If you are concerned about your aging loved one becoming lost or disoriented at times you may want to consider utilizing a GPS locator or a wearable device to track their whereabouts and find them in an emergency. The development of GPS medical alert systems has changed the way the elderly receive around-the-clock care while living at home. The changing technology does offer comfort for caregivers and autonomy to the elderly.

There is a lot of controversy regarding GPS so you need to educate yourself as to why, when and where you might utilize this technology with family members with dementia. Some benefits to using a GPS device include:

  • Each wearable and/or mobile device can provide targeted monitoring and unique data collection
  • The device can notify that an individual has left a designated area (home or property)
  • In an emergency, the devices can connect to the appropriate emergency responders
  • If the wearer is lost, the devices can guide them to their desired location
  • Some problematic issues to using a GPS device:
    • Each device requires the user to wear the device or to carry his or her phone with them at all times.
    • The devices, if not charged or properly powered, could provide misguided safety.
    • Requires multiple users to actively use and monitor tool/device.
    • The tool does not lead to action without a predetermined plan of action, especially in an emergency.

Those that have utilized a GPS monitor for loved ones have noted that it does offer the ability for both the wearer and caregiver with the ability to live a relatively independent life and remain connected in case of an emergency. But some also have realized that you can over-rely on the device when you are not aware of the battery life, or your loved one simply removes the device or leaves it at home. There are also the concerns of less personal interactions with caregivers or family members to provide the personal and emotional contact needed.

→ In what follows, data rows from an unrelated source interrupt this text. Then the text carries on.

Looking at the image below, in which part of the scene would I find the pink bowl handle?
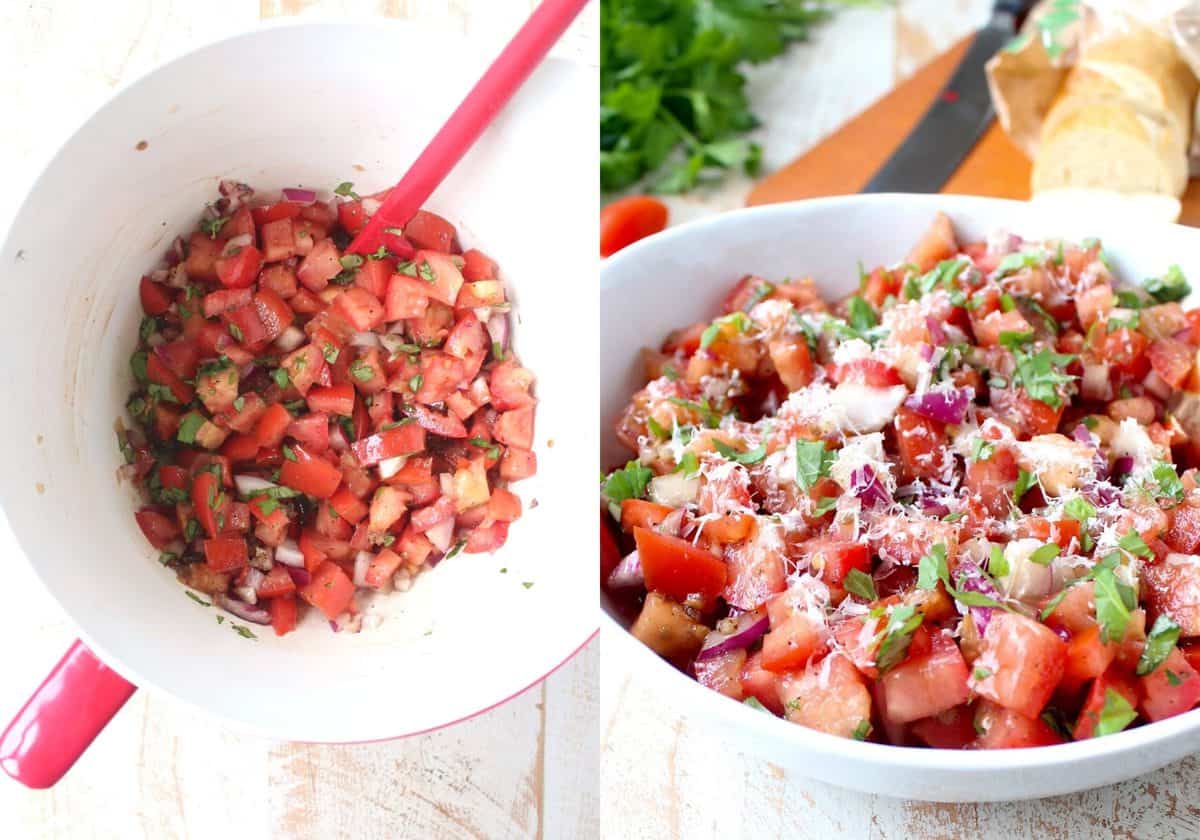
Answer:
[0,640,137,788]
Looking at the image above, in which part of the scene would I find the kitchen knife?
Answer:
[863,0,1034,192]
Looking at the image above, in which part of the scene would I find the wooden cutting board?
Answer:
[746,37,1200,227]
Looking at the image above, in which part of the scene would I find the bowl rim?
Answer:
[0,16,600,744]
[599,193,1200,772]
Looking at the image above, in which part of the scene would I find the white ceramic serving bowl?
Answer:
[600,194,1200,802]
[0,22,599,742]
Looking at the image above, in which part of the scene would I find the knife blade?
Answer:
[862,0,1033,192]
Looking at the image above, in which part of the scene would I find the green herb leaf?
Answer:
[1142,265,1192,304]
[713,439,767,464]
[1138,614,1180,677]
[796,440,838,491]
[841,569,878,601]
[604,461,654,504]
[1092,689,1138,738]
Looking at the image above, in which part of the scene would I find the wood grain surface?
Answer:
[600,0,1200,840]
[0,0,599,840]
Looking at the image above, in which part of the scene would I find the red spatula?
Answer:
[349,0,599,254]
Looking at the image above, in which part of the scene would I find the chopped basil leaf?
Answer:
[1092,689,1138,738]
[604,460,654,504]
[841,569,878,601]
[1138,614,1180,677]
[1030,542,1061,566]
[796,440,838,491]
[175,412,208,443]
[713,438,767,464]
[1142,265,1192,304]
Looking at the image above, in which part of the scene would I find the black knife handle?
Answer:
[991,0,1037,26]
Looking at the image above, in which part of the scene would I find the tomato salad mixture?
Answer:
[119,181,536,635]
[601,216,1200,749]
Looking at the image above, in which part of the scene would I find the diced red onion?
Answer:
[1141,371,1175,401]
[925,316,946,344]
[850,464,892,508]
[221,233,254,257]
[904,388,972,425]
[608,551,646,589]
[233,568,266,604]
[425,516,454,551]
[275,540,304,569]
[233,475,278,496]
[956,560,1002,636]
[212,594,271,624]
[283,187,317,204]
[1079,361,1112,402]
[353,551,374,587]
[283,566,312,587]
[275,324,305,353]
[487,312,509,350]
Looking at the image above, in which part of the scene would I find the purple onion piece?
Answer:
[904,389,972,425]
[696,610,770,662]
[608,551,646,589]
[280,563,312,587]
[850,464,892,508]
[958,562,1001,636]
[212,595,271,624]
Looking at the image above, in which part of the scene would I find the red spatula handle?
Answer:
[349,0,588,253]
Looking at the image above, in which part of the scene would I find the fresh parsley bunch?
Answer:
[600,0,863,192]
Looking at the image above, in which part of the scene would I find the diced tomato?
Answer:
[268,595,296,636]
[976,700,1063,750]
[216,245,263,289]
[293,239,342,291]
[365,548,404,589]
[462,522,509,554]
[254,402,292,449]
[404,210,458,253]
[280,446,342,499]
[350,422,425,467]
[133,508,180,551]
[634,528,727,601]
[305,384,354,418]
[880,632,971,724]
[300,560,354,620]
[972,612,1067,718]
[204,536,250,571]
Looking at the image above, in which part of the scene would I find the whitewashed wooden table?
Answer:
[0,0,599,840]
[601,0,1200,840]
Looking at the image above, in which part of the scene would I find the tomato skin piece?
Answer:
[634,528,728,602]
[138,277,173,316]
[350,422,425,467]
[268,595,298,636]
[971,612,1067,718]
[404,210,460,253]
[600,196,670,257]
[204,536,250,571]
[300,560,354,620]
[216,245,263,289]
[133,506,180,551]
[280,445,342,499]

Things to consider before purchasing a GPS device:

  • What kind of device is the best for his/her current circumstances? Examples are a vehicle tracking device if still driving, or a wearable device.
  • Will your loved one be open to wearing a device? Privacy vs Security.
  • What features are available? Geofencing, SOS buttons, two- way calling and voice monitoring.
  • Expect a monthly fee but be sure to understand all the costs involved.

Here are some companies that offer different levels of security depending on your specific needs. AngelSense, Pocketfinder, iTraq, Trax, Spy Tec, Ypezon, SPOT, GPS SmartSole, Trackimo and Medical Guardian

My brother and I had a scare that let us know that our mother’s dementia was getting worse.   A few years ago, our mother had mentioned that she wasn’t feeling well but her regular doctor didn’t have an opening that same day. We were doing our regular calling (her home phone, she never learned how to use a cell phone) and we couldn’t reach her. She was living in an independent senior community. I called the front desk and asked if they had seen her. They said that she had ordered a taxi to take her to a medical clinic that she had never been to before (She saw an advertisement for Urgent Care Clinic in a different city). We always took her to appointments, so we knew something was very wrong. We were able to track down the clinic that she went to and were able to meet up with her there. We were very lucky to find her. Because of her confusion, the clinic almost had her admitted to the local hospital. A GPS device would have been very helpful back then.

So, this article’s goal is to get you to get the conversation going with family members and start researching the best way to keep your independent, active loved one safe.